In 2010, we began our research and investigation into the almost regular unusual occurrences that have been reported through the years at the grand, and much loved, Puhinui Homestead; nestled in the beautiful surrounds of the Howick Historical Village.
‘’Puhi’’ are the decorative plumes used on Maori war canoes; ‘’Nui’’ meaning large – Apparently relating to an incident in which a concealed canoe was discovered when someone caught sight of the distinctive plumes on its prow. There are claims the discoverers were soundly defeated in a following skirmish.
Puhinui Homestead was originally built on Thomas Morris McLaughlin’s 1152-hectare farm in Wiri, which he bought in 1845. In 1861, Thomas’ second son William built this fine piece of real estate lovingly named Puhinui, also called the McLaughlin Homestead. The family retained the house and land for many years, but after the industrialisation of that area, in 1980, the house was offered to the Howick Historical Society and moved to the village on February 12, 1982.
The 160-year-old house was cut into five pieces and shifted to the village in 1982. It was carried from its Manukau home on five trailers and, with the help of two large cranes, reassembled.

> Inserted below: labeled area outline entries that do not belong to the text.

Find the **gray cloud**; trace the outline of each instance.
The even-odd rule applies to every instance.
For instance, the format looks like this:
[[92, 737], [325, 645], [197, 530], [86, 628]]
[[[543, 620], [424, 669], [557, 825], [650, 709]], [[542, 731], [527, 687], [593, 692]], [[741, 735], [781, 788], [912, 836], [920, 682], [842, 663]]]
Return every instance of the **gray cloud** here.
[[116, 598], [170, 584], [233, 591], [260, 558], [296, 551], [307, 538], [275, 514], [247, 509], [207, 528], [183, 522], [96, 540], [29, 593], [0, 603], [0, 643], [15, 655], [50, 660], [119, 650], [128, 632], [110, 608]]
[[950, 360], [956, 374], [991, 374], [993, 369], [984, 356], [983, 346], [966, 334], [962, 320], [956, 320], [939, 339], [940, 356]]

Through the years, there have been sightings of a woman, ascending the stairs. Nothing else, just climbing, from the bottom to the top. The same women (well, it’s surmised it’s the same woman) has also been seen in the master bedroom at the top of the stairs. It is thought that the mystery woman could be William McLaughlin’s Daughter, Sarita.
An obituary in the Auckland Star, Volume LXXI, Issue 243, 12 October 1940, Page 12 reads; Many Auckland people, and particularly those connected with the older generations, will regret to learn of the death of Miss Sarita McLaughlin, which occurred at her residence in Remuera last evening. Miss McLaughlin was born on the Puhinui estate in 1870. It was while she was young that her father, the late Mr. William McLaughlin, founded the Pakuranga Hunt Club and was its master for many years. Miss McLaughlin was a fine horsewoman and hunted regularly with the hounds. A large circle of friends will always remember Miss McLaughlin’s many kindnesses. Her generosity was distributed to all classes and without thought for herself. She visited England and the Continent several times and a few years ago spent some months in South America.
Sarita Niccol McLaughlin passed away at seventy years of age.
So far, the team have conducted six investigation visits of the village, as well as two public ”ghost hunt” events, a presentation evening, as well as being regular helpers at their annual Halloween events. You might say we have a loving lifelong connection with the village.
During an investigation of the house, back in 2010, the building was in the process of some renovation and a repaint. Scaffolding surrounding most of the exterior.
Earlier in the day, prior to the team’s arrival, a ghostly encounter was reported by a painter who was working on renovations to one of the buildings on site. The painter reported seeing a woman in colonial attire, walking up the stairs as he was painting a window frame and happened to look in. The homestead was locked up at the time and no one had gone in. Unfortunately, the team were not able to interview this individual directly, so further specifics of the encounter could not be obtained.
As the building was undergoing re-painting of the exteriors, it is believed within the some within the paranormal communities, that construction or renovations can be a trigger which can potentially stir up ghostly activity.
During that investigation, one of the team placed a coin on a sheet of paper in the children’s bedroom and traced a circle around the edge with a pen. Then, any ‘children’ present, were asked to please come forward and move the coin. The coin was then left while the team investigated elsewhere in the house. Upon returning, the coin had indeed moved outside the confines of the tracing.
In addition, one team member reported seeing the movement of one of the curtains in the main parlour of the house. The curtain was large, at least three metres tall and made from a heavy velvet material. While it was a windy day, and the window behind the curtain had been removed for renovation (the gap left covered in tarpaulin), the movement seen appeared to be a deliberate tug, rather than movement caused by the wind.
Multiple incidents of clear, loud sounding Footsteps being heard were reported by the team. Walking ‘’with purpose’’ down the length of the downstairs hallway, as well as upstairs in the various rooms.
A team member was ‘’poked’’ awake during a solo overnight stay.
The most physical occurrence being a flat, heavy torch that was somehow ‘’thrown’’ down a spiralling stairwell in the early hours of a solo overnight vigil. This was captured on film. As was a full 12 minutes of clear audio recording of movement, scraping, clunking, footsteps and furniture shifting. Other interesting audio collected, were various snippets of EVP, (Electronic Voice Phenomena) spoken word phrases, captured on audio recorders during communication attempts.
An intriguing and beautiful old homestead. Is Sarita still residing there?
If you get the time to go visit the wonderful Howick Historical Village, spend a little time in the Homestead.